Mampukah Merdeka dari Resesi Ekonomi?

Tepat di tiga perempat abad kemerdekaannya, Indonesia berhadapan dengan musuh baru tak terlihat. Pandemi Covid-19 membawa perekonomian Indonesia ke dalam bayangan resesi. Meski demikian, Indonesia masih memiliki peluang untuk melepaskan diri dari ancaman keterpurukan ekonomi.

Empat bulan setelah Indonesia mengumumkan kasus pertama positif Covid-19, perekonomian langsung terdampak dan menunjukkan fakta keterpurukan. Awal Agustus lalu, Badan Pusat Statistik (BPS) merilis data baru pertumbuhan ekonomi Indonesia yang mengalami kontraksi sebesar 5,32 persen secara tahunan.

Empat bulan setelah Indonesia mengumumkan kasus pertama positif Covid-19, perekonomian langsung terdampak dan menunjukkan fakta keterpurukan.

Pertumbuhan minus pada triwulan II-2020 adalah sebuah anomali konjungtur pertumbuhan. Baru pertama kali sejak tahun 2015, pertumbuhan pada triwulan II tercatat minus.

Sementara pada tahun-tahun sebelumnya, pertumbuhan triwulan II tidak jarang tercatat sebagai puncak tertinggi. Ini karena periode triwulan II bersamaan dengan momentum hari raya Lebaran.

kompas/rony ariyanto nugroho
Warga berbelanja di Pasar Baru Trade Centre, Bandung, Jawa Barat, menjelang Lebaran, Minggu (11/6/2017). Masa Lebaran biasanya mendongkrak pertumbuhan ekonomi pada periode yang bersamaan.

Anomali yang terjadi, tak lain diakibatkan pandemi Covid-19 yang menjadikan pertumbuhan ekonomi Indonesia mengalami penyusutan serius. Bencana kesehatan ini menekan perekonomian dari dua sisi. Dari sisi permintaan, terjadi penurunan permintaan akibat meluasnya pembatasan sosial sebagai upaya memutus rantai penularan Covid-19.

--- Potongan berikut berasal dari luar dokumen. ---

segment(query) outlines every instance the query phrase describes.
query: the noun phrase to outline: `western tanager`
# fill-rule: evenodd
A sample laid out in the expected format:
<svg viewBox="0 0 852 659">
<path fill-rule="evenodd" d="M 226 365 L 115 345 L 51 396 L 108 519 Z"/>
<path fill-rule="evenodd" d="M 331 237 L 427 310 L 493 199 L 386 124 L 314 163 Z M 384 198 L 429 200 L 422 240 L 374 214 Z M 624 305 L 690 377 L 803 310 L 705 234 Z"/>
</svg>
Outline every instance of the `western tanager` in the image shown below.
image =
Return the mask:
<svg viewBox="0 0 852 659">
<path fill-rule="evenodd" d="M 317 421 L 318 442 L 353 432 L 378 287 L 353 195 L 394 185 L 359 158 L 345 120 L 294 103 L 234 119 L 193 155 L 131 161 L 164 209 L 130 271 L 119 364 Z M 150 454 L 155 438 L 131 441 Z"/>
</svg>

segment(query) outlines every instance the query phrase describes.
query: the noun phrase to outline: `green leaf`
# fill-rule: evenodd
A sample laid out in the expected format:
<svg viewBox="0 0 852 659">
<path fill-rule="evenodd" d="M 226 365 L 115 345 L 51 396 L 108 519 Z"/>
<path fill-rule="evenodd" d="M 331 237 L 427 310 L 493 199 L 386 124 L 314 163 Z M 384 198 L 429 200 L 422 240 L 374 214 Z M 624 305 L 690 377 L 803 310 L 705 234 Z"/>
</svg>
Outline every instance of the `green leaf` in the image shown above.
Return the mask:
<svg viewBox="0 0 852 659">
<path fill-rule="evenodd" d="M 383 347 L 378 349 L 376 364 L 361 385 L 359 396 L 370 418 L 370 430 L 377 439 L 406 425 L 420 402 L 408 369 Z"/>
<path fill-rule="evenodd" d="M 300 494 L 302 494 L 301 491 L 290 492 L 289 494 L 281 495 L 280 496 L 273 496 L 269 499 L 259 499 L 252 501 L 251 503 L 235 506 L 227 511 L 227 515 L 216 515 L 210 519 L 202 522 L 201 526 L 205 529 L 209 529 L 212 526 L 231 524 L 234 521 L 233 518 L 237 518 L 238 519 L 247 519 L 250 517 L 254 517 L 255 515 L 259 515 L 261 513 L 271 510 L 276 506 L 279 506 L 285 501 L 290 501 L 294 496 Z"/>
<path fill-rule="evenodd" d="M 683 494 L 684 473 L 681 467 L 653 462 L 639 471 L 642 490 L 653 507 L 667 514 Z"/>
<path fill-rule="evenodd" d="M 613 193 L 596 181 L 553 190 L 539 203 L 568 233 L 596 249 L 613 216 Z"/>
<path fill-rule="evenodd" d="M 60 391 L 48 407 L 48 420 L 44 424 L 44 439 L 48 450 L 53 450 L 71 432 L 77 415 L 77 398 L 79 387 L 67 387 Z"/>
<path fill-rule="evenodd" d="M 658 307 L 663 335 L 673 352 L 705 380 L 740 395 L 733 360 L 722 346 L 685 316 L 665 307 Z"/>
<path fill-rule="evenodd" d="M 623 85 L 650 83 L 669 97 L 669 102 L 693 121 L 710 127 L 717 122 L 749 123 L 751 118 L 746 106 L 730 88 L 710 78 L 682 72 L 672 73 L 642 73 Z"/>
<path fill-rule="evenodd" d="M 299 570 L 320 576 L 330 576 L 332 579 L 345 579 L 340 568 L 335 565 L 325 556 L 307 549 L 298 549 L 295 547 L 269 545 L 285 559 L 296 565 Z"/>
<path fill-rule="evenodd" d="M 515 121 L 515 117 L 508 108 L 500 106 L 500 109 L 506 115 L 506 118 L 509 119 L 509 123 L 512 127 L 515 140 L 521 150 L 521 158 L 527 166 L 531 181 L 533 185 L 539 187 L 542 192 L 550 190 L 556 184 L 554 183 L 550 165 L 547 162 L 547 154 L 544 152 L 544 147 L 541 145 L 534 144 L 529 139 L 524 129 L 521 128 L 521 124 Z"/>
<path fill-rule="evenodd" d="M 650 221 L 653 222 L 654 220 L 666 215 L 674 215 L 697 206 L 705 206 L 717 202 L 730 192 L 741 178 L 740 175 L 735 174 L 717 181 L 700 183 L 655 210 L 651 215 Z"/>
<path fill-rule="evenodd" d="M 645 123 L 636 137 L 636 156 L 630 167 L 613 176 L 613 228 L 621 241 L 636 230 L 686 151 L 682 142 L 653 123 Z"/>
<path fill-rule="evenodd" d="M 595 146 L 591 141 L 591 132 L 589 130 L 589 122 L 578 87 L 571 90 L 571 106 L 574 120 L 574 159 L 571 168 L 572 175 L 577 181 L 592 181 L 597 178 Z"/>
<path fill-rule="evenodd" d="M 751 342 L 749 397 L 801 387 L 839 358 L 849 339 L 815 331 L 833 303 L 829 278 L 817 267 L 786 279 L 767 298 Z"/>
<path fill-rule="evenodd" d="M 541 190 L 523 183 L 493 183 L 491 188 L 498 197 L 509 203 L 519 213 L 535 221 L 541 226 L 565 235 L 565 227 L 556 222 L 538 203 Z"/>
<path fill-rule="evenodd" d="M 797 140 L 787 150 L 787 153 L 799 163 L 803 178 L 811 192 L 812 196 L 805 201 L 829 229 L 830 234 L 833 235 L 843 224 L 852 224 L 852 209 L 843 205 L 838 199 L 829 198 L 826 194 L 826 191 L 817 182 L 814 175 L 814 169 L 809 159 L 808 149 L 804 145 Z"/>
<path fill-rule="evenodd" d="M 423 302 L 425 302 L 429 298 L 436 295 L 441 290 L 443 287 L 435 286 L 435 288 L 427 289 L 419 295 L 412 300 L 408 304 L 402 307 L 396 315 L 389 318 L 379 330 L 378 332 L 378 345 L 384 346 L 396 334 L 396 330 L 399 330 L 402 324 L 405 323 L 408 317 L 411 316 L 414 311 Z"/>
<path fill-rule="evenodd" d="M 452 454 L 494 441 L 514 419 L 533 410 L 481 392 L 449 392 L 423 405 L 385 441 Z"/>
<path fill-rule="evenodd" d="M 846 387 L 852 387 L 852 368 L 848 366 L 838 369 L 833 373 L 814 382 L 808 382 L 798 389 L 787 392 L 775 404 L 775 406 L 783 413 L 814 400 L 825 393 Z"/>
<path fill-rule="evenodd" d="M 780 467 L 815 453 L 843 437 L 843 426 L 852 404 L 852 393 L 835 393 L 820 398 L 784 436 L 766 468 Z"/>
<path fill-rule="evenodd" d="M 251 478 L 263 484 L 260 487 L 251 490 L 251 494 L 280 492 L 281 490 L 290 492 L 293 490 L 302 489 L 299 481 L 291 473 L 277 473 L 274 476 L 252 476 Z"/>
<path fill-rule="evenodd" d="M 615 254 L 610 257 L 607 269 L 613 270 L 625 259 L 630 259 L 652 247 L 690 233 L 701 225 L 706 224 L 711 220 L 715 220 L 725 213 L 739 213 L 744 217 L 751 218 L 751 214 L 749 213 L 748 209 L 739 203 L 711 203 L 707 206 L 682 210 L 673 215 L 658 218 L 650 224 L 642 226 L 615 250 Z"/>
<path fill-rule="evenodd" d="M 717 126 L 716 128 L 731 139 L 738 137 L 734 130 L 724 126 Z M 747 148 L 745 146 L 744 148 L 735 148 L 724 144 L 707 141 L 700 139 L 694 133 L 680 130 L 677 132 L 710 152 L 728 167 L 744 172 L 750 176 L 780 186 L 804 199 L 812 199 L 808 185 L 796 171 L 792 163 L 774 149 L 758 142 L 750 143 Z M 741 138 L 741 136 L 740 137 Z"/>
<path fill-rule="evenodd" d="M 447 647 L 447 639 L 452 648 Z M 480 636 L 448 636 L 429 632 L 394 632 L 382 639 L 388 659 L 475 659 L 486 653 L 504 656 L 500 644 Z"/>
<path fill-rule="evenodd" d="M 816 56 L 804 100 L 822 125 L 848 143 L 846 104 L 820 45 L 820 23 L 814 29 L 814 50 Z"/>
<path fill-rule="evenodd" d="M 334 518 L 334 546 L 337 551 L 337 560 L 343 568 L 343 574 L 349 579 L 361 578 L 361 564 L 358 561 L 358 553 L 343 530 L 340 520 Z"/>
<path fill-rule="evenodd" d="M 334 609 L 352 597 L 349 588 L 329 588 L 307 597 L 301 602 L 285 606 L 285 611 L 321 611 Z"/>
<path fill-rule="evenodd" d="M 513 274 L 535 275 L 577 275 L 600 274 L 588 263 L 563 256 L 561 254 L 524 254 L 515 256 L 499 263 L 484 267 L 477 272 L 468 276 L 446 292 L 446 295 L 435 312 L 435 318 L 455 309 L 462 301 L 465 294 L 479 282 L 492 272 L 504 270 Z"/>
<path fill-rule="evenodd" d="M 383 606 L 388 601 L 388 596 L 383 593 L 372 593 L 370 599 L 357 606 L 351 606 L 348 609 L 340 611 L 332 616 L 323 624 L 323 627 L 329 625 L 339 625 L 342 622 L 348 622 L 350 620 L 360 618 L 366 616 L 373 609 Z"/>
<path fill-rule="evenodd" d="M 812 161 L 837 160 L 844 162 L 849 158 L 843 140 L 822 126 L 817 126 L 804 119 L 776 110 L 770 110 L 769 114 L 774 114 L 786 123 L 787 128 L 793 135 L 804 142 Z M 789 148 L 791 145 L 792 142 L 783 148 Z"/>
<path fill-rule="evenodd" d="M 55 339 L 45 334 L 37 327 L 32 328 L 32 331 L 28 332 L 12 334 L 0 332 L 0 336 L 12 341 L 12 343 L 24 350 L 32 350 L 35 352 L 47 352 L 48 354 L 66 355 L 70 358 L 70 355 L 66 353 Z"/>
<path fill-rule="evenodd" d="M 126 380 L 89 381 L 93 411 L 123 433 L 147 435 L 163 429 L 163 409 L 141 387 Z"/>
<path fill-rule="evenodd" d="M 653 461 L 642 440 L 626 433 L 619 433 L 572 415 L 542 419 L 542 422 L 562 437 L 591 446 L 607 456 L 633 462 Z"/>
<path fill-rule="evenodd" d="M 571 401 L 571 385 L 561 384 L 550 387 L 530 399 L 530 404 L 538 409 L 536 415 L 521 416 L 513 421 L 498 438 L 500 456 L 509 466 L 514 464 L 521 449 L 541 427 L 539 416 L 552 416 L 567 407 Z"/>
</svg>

Distribusi dan mobilitas penduduk menjadi salah satu yang terdampak. Imbasnya tecermin pada kontraksi sejumlah sektor, antara lain transportasi serta penyediaan akomodasi dan makan-minum. BPS mencatat, kedua sektor tersebut mengalami pertumbuhan minus paling dalam, masing-masing 30,84 persen dan 22,02 persen.

Melemahnya permintaan di sejumlah sektor industri juga berujung pada penyusutan skala produksi perusahaan. Hal ini tergambar pada penurunan signifikan pertumbuhan produk domestik bruto (PDB) sektor industri pengolahan.

Sektor penyumbang seperlima PDB nasional tersebut tercatat mengalami pertumbuhan minus 6,19 persen. Sebagai dampaknya, sektor perdagangan yang tidak lepas dari industri pengolahan turut merosot tajam hingga minus 7,57 persen. Dengan kata lain, gejolak pada sisi permintaan dengan segera diikuti oleh penyesuaian dari sisi penawaran. Kedua sisi tersebut saling memperkuat pertumbuhan ekonomi ke arah negatif.